Prince’s Purple Reign To Be Remembered Forever

"Everyone has their own experience. That's why we are here, to go through our experience, to learn, to go down those paths and eventually you may have gone down so many paths and learned so much that you don't have to come back again." -Prince

This is what it sounds like when the world cries, as thousands mourn the loss of music megastar Prince, whose iconic and influential 40-year career transcended genre and defined genius.

"Few artists have influenced the sound and trajectory of popular music more distinctly, or touched quite so many people with their talent," Obama said in a statement. " 'A strong spirit transcends rules,' Prince once said — and nobody's spirit was stronger, bolder, or more creative."

The dazzlingly talented and charismatic singer, songwriter, arranger and instrumentalist drew upon musicians ranging from James Brown to Jimi Hendrix to the Beatles, creating a gender- and genre-defying blend of rock, funk and soul. Breaking through in the late 1970s with the hits "Why You Wanna Treat Me So Bad?" and "I Wanna Be Your Lover," he soared over the following decade with such albums as "1999" and "Purple Rain." The title song from "1999," his funky and flippant anthem about an oncoming nuclear holocaust, includes one of the most quoted refrains of popular culture: "Tonight I'm gonna party like it's 1999."

The Minneapolis native, born Prince Rogers Nelson, stood just 5 feet, 2 inches — yet he made a powerful visual impact at the dawn of MTV. Prince was a Little Richard for the '80s, from his wispy moustache and tall pompadour to his colorful and suggestive outfits, the counterpart to the openly erotic lyrics that made him one of the most sexually daring artists of the era.

But his greatest legacy was as a musician, summoning original and compelling sounds at will, whether playing guitar in a flamboyant style that drew on Jimi Hendrix, switching his vocals from a nasally scream to an erotic falsetto, or turning out album after album of stunningly innovative material.
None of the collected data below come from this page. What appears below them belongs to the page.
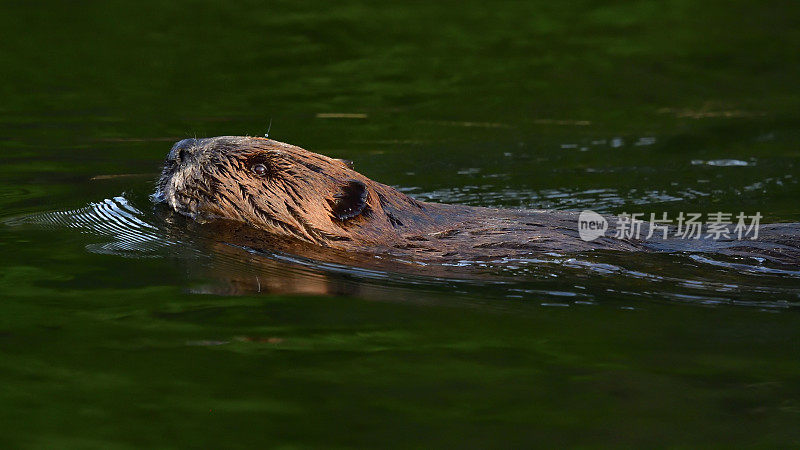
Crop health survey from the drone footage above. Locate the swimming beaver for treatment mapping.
[153,136,800,263]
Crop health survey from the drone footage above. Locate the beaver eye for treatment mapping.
[250,163,269,177]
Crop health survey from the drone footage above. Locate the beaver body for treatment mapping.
[153,136,800,263]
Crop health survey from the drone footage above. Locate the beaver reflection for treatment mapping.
[153,136,800,271]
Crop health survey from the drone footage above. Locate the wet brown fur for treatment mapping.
[154,136,797,261]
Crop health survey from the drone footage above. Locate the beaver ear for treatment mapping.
[337,159,354,169]
[330,180,367,220]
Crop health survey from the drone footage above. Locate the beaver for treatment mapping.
[153,136,800,264]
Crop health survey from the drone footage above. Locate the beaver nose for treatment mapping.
[167,139,202,164]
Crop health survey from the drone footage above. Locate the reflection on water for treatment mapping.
[6,196,800,308]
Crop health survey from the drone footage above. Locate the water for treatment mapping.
[0,1,800,448]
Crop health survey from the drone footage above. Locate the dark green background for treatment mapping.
[0,0,800,448]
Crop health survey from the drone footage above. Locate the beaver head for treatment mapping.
[153,136,438,245]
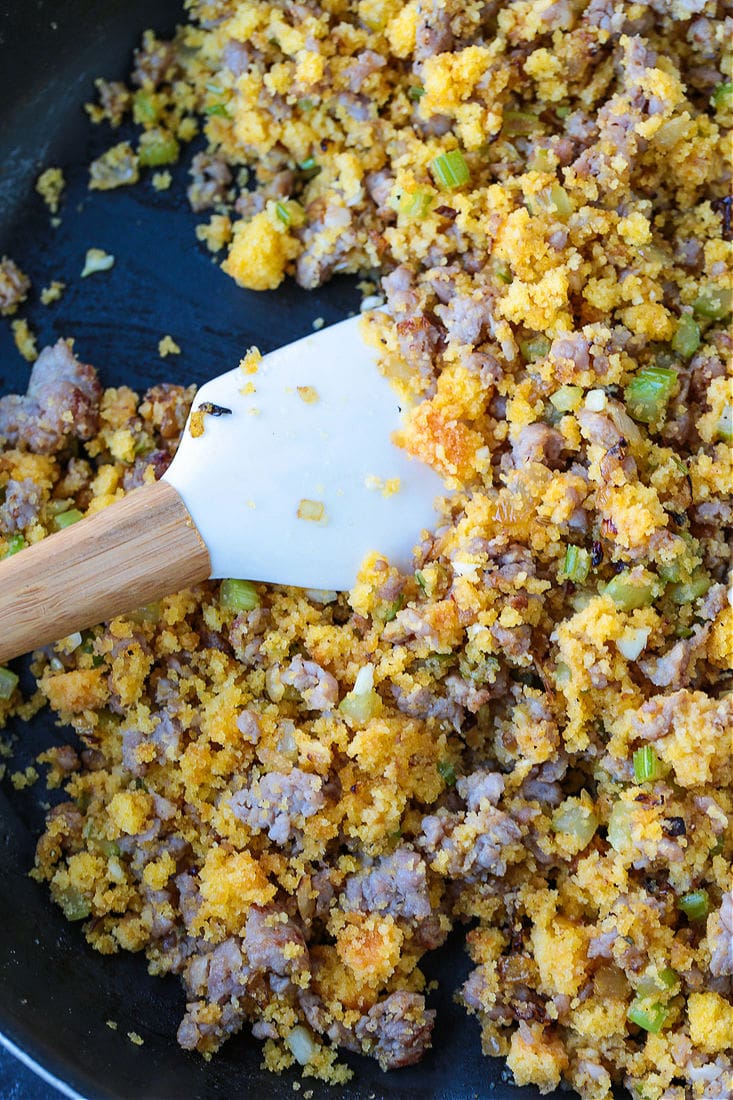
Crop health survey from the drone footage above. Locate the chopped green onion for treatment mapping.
[437,760,456,787]
[54,508,81,531]
[710,80,733,111]
[138,130,180,168]
[677,890,710,921]
[624,366,678,424]
[502,110,545,138]
[667,569,712,607]
[550,386,583,413]
[602,573,658,612]
[430,149,471,191]
[2,535,28,558]
[560,546,590,584]
[384,592,405,623]
[132,88,157,125]
[491,260,514,286]
[219,578,260,612]
[519,336,550,363]
[626,997,667,1035]
[671,314,700,359]
[0,668,18,699]
[400,190,433,219]
[525,184,575,221]
[634,745,660,783]
[715,405,733,443]
[692,286,733,321]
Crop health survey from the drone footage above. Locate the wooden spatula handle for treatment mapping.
[0,481,211,664]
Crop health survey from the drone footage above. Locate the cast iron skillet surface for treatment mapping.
[0,0,554,1100]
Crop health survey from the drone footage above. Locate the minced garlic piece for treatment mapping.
[157,334,180,359]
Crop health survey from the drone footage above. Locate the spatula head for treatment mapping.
[165,318,445,591]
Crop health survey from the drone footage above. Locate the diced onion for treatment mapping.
[285,1024,318,1066]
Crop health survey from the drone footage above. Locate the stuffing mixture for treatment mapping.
[0,0,733,1100]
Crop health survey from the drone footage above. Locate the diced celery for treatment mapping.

Among his other notable releases: "Sign O' the Times," ''Graffiti Bridge" and "The Black Album." Rarely lacking in confidence, he effortlessly absorbed the music of others and made it sound like Prince, whether the James Brown guitar riff on "Kiss" or the Beatle-esque, psychedelic pop of "Raspberry Beret." Mick Jagger was among numerous musicians, actors and other public figures praising the artist, tweeting: "Prince's talent was limitless. He was one of the most unique and talented artists of the last 30 years." Madonna called him a "true visionary," while Oprah Winfrey tweeted: "Prince the doves really are crying now. Listening to your music. Remembering you."

Prince's records sold more than 100 million copies. He won seven Grammys and received an Academy Award in 1985 for his music from "Purple Rain," the movie in which he starred as a young musician. In 2004, Prince was inducted into the Rock and Roll Hall of Fame, which hailed him as a musical and social trailblazer. "He rewrote the rulebook, forging a synthesis of black funk and white rock that served as a blueprint for cutting-edge music in the Eighties," reads the Hall's dedication. "Prince made dance music that rocked and rock music that had a bristling, funky backbone. From the beginning, Prince and his music were androgynous, sly, sexy and provocative."

Ever the showman, his image was a crucial facet of his creative output. From-head-to-toe sequins to ruffled collars, nudity and a well-publicized penchant for purple, Prince's outfits became as legendary as his music. With a look that constantly evolved, his audacious wardrobe was an inspiration to the fashion industry, who have been paying tribute to him since the news broke.